ROMA — L'idea appare semplice e, in tempi di riscoper­ta patriottica, tale da mettere d'accordo tutti: la propo­sta di legge numero 1360 che sarà esaminata a giorni dalla commissione Difesa della Camera e che è stata pre­sentata da parlamentari del Pdl tra i quali Cristaldi e De Corato di An, chiede che venga istituito un «Ordine del Tricolore», come «atto dovuto verso tutti coloro che im­pugnarono le armi e operarono una scelta di schiera­mento convinti della "bontà" della loro lotta per la rina­scita della Patria». Dell'Ordine, dovrebbero far parte tut­ti coloro che abbiano «prestato servizio militare per al­meno sei mesi in zona di operazioni delle forze armate italiane durante la guerra 1940-45», mutilati e invalidi, ex prigionieri o internati, partigiani gappisti e no ma an­che «combattenti nelle formazioni dell'esercito naziona­le repubblicano durante il biennio 1943-45». Arriva dunque per proposta di legge l'approdo di un cammino che negli ultimi anni in molti hanno portato avanti: quello della «pacificazione nazionale» tra vinci­tori e vinti, dell'equiparazione di fatto dei partigiani ai ragazzi di Salò, i repubblichini che seguirono Mussolini nell'ultima disperata avventura. Equiparazione che pe­raltro i proponenti della legge vorrebbero non solo negli onori, ma anche nei vantaggi materiali che ne deriva­no: nel testo infatti si prevede una erogazione annua a partire dal 2009 di 200 milioni di euro come «adegua­mento pensionistico» ai reduci della guerra o eventualmente alle loro vedove, un vitalizio insomma. E siccome la legge Finanziaria non prevede tale stanziamento, si dà mandato al ministro dell'Economia di reperire altrove e in fretta le risorse.

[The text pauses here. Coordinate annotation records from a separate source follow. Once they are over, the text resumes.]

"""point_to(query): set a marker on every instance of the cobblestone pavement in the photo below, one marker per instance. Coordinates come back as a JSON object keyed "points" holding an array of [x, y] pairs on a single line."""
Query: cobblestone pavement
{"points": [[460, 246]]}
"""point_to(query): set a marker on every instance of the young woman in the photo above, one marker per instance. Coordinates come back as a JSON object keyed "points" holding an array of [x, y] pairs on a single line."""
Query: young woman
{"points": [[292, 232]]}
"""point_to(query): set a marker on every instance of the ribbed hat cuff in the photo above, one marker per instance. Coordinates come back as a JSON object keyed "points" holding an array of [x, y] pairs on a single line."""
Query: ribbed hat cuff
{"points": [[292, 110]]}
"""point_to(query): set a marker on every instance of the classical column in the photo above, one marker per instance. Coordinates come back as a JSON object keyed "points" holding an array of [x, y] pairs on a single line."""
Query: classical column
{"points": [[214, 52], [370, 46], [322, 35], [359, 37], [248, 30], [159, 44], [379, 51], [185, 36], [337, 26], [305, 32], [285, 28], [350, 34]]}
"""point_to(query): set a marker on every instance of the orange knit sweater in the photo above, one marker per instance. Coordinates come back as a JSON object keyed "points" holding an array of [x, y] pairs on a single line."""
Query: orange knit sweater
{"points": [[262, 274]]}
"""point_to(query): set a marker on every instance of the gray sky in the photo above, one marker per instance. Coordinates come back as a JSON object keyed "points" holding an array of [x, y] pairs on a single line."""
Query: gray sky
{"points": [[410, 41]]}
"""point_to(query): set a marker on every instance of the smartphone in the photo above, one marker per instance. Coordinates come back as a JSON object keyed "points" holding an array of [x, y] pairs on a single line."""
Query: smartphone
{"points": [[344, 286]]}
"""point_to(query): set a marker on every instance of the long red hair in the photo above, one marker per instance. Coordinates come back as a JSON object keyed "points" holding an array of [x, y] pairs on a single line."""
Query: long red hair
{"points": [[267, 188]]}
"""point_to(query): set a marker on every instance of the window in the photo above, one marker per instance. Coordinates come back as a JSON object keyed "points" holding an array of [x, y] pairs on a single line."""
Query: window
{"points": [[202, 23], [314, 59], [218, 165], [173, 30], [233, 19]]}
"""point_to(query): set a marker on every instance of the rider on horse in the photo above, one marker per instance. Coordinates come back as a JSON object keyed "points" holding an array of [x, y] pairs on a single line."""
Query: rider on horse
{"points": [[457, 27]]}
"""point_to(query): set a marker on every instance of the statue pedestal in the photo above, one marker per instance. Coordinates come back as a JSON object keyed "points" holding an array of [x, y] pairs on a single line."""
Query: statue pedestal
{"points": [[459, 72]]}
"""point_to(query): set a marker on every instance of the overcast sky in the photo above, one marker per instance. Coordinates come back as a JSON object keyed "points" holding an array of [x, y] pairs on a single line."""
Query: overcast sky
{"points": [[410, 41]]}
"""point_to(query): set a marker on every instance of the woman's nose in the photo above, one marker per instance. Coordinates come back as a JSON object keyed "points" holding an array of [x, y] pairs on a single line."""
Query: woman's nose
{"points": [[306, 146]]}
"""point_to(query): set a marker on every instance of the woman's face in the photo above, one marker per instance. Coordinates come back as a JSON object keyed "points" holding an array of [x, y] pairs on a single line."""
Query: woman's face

I primi ad insorgere sono stati i partigiani dell’Anpi, che terranno martedì prossimo sul tema una conferenza pubblica alla Sala del Cenacolo (parleranno tra gli altri Giuliano Vassalli, Claudio Pavone, Armando Cossutta) e che denunciano «l'ennesimo tentativo da parte della destra di sovvertire la storia d'Italia e le radici stesse della nostra Repubblica con un ddl che equipara partigiani, deportati e militari ai repubblichini di Salò», tentativo peraltro fallito nella scorsa legislatura con un pdl analogo. Ma anche dal Pd (che pure aveva visto un suo esponente, Paolo Corsini, sottoscrivere il testo e in seguito ritirare la firma) ieri si sono levate le voci scandalizzate del ministro ombra del­la Difesa Roberta Pinotti e di Roberto Zaccaria, che parla­no di «gesto di gravità inaudita che suscita profonda in­dignazione», di «palese e goffo tentativo di stravolgere la storia», insomma del «peggior revisionismo possibile» non estraneo a «un pezzo riconoscibile dell'attuale maggioranza di governo», come si deduce dalle dichiarazioni passate di «Alemanno e La Russa». «Non c'è niente di scandaloso né di immorale - ribatto­no i consiglieri romani del Pdl Cassone e Gramazio -: è un atto dovuto, la sinistra vuole solo riportare alla luce antichi rancori». Anche il presidente della Commissio­ne Difesa, Edmondo Cirielli, ribatte al Pd, e accusa gli avversari di non «aver fatto alcuna opposizione» all'in­serimento del pdl tra quelli da esaminare. E il fatto che lui, da presidente, sia anche relatore del provvedimento è dovuto solo «alla delicatezza del tema trattato».